Wendy Stetson, a mom from New York City, has been feeding her 13-month-old daughter super foods for about five months. "Her little brain is developing so rapidly at this point that I feel she needs foods that will nourish her and keep her healthy while also promoting the healthiest and fullest brain development possible," she says. "From what I've read, baby brain development is affected tremendously by their nutritional intake. I figure if these are the foods grownups are being encouraged to eat to encourage brain health, they are definitely going to be good for my baby girl!"
Making Superfoods Kid-Friendly
Admittedly, some superfoods aren't typically popular fare for young children. It's not often you'll find broccoli and lentils on the menu of a 2-year-old. But don't despair! You'll be surprised what your little ones will eat with a little trial and error.
According to Texas pediatrician Dr. Negar Vazirinia, offering superfoods in combination with other super foods, in a blended mix, frozen, and a combination of both, can help your kids grow to love eating healthy. "The first step for success is to be keen about the likings of your child with regard to major categories of taste, texture, color, and shape when selecting food items," Dr. Vazirinia says. "Be persistent and do not give up easily when it comes to what your toddler has to eat. Present the rejected item in a different form, and be creative."
Dr. Vazirinia's favorite super food recipe is a simple dessert called "Bee Sweet." It contains four to five scooped portions of cantaloupe topped with a handful of blueberries or raisins and a couple of spoonfuls of plain or vanilla yogurt, with sprinkles of dry cereal or any other topping. "No chilling is necessary if items were already chilled, and interchanging of the items can introduce plenty of variety to enjoy!" she says.
Elizabeth Ward, a mother of three and registered dietitian, believes you can get kids accustomed to nutrient-dense foods early in life. "When children are exposed to healthy foods early on, they are more likely to develop, and to keep, healthy eating habits for a lifetime," she says.
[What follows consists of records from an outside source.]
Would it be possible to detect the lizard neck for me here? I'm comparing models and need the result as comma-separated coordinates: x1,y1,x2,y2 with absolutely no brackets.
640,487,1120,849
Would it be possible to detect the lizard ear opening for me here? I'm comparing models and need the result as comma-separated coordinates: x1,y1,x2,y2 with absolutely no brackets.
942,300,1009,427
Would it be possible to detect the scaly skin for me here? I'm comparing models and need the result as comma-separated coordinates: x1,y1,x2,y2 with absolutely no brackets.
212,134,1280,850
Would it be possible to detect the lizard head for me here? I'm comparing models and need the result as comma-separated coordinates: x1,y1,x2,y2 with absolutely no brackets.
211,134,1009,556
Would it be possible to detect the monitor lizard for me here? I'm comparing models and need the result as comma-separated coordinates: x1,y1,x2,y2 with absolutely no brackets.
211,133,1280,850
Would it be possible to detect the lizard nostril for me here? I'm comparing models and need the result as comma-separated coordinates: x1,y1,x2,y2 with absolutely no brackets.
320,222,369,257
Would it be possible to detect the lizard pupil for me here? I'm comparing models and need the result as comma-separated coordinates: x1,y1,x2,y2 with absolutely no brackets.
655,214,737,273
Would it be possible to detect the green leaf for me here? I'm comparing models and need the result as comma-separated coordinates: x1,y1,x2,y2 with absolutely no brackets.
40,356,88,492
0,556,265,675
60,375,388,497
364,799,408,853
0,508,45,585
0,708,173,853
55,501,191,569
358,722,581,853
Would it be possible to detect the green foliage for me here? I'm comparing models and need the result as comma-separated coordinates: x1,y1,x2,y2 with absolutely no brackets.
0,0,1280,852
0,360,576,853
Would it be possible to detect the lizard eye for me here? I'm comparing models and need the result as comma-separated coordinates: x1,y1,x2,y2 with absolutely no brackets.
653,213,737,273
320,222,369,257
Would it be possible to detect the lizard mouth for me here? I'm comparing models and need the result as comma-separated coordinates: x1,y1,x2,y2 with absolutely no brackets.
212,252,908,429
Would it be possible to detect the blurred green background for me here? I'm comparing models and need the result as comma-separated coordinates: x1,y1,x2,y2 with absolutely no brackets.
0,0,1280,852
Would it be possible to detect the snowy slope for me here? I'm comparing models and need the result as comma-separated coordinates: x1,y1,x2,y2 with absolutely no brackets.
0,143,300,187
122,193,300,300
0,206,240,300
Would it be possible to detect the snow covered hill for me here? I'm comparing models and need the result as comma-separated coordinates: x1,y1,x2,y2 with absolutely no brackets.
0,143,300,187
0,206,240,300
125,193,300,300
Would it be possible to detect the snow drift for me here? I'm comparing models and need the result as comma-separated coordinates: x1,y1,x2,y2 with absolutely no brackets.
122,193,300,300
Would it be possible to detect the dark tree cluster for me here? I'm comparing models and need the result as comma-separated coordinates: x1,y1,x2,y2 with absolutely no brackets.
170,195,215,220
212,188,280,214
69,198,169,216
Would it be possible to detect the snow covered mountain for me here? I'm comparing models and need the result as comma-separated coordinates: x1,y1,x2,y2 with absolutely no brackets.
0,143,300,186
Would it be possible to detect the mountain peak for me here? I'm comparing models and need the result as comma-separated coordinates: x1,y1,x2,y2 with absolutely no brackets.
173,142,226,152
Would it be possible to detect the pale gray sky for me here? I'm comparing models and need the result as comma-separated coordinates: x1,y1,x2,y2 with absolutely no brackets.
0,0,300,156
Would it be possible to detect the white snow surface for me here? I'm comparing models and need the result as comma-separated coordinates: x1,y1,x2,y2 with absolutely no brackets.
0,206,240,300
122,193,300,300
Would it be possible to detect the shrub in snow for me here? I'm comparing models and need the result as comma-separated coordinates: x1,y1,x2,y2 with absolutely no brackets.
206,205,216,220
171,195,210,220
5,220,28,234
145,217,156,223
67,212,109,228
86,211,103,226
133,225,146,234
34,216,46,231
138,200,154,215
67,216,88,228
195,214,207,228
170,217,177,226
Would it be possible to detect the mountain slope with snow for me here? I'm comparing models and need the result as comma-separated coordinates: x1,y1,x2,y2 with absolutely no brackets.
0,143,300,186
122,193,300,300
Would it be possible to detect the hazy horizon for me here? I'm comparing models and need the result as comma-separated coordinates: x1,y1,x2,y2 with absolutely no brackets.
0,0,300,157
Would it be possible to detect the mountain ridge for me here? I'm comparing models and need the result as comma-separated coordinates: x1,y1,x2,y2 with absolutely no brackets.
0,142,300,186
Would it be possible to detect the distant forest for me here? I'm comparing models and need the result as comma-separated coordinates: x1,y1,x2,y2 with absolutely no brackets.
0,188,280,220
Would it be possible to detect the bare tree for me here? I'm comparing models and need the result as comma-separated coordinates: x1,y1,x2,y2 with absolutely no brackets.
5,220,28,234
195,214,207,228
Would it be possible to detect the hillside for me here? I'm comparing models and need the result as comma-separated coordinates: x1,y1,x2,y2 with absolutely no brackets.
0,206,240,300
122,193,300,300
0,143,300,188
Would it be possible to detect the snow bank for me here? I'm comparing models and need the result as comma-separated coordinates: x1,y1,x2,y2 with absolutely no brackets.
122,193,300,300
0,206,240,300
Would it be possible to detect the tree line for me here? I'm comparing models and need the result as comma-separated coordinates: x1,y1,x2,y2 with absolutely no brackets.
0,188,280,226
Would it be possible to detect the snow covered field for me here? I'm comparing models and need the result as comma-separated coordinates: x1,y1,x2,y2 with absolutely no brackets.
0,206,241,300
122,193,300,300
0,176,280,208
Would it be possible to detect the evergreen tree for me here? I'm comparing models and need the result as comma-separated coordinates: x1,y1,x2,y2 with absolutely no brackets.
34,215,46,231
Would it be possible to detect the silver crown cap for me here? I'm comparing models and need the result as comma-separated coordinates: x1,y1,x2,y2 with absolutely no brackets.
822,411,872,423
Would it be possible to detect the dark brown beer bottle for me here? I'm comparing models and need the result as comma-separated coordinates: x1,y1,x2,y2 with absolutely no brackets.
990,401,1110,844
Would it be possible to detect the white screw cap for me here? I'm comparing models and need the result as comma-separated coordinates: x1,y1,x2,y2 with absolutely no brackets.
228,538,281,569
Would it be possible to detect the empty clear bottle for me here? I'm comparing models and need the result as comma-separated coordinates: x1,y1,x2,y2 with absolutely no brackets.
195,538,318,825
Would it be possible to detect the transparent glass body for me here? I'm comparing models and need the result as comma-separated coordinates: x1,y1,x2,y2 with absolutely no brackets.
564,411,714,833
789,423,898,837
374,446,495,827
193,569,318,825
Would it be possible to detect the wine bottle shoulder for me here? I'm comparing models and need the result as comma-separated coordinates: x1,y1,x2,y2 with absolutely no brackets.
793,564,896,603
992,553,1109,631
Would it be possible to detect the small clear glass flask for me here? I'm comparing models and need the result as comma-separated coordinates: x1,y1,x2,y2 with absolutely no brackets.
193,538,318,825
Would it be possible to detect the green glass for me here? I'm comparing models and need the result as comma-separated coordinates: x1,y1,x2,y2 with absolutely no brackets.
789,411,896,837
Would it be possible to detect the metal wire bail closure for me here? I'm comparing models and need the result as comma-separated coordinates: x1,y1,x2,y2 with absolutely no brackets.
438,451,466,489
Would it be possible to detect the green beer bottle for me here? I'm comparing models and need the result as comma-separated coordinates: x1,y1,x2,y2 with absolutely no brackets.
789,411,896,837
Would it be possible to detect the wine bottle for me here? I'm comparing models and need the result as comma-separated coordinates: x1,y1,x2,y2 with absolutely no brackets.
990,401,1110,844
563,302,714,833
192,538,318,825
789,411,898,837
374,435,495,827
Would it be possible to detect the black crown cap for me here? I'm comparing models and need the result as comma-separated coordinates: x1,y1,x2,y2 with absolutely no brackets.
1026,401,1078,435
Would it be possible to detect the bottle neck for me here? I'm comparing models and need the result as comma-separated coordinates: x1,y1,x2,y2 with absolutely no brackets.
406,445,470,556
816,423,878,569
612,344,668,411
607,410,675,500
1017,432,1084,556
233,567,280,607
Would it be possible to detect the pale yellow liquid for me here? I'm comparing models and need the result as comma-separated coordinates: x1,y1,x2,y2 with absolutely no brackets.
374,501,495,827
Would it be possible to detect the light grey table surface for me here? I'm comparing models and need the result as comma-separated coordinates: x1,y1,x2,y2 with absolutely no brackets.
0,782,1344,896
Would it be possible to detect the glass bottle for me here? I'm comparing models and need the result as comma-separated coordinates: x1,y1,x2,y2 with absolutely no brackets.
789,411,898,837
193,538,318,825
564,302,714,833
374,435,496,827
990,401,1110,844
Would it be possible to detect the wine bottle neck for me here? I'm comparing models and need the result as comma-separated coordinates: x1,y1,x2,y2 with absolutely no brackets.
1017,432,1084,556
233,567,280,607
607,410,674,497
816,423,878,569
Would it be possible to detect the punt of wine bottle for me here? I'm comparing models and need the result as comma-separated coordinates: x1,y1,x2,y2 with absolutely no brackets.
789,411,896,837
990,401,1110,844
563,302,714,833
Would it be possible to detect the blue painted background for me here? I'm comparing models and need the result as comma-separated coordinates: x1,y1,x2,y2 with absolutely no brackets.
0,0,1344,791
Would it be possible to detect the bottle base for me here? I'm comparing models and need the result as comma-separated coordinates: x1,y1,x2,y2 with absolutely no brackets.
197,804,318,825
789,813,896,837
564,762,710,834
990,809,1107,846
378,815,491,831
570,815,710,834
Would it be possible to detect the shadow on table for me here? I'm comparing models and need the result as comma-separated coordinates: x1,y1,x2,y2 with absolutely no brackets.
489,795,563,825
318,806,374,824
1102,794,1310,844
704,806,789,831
Even foods like broccoli can be enjoyed by little ones. "Roasting broccoli makes it sweeter and takes some of the strong taste out," says Ward, the author of The Complete Idiot's Guide to Feeding Your Baby and Toddler. "Just chop into toddler-size pieces and coat lightly with olive oil. Place on a baking sheet and roast at 400 degrees Fahrenheit until tender, about 15 minutes. Allow to cool completely. Or puree cooked broccoli so that it doesn't look like broccoli."
Be creative, too, in how you prepare super foods. The combinations are endless and can turn a food your child might dislike into a favorite. Ward suggests mashing cooked sweet potato with orange juice or baking them, letting them cool, then slicing them for your toddler as a finger food. "Also, don't rule out a sweet potato smoothie!" Ward says. "Mix cooked, mashed sweet potato with yogurt and honey or sugar to taste and some milk to get it to the desired consistency. (Note: Honey should not be given to children under 1 year of age.)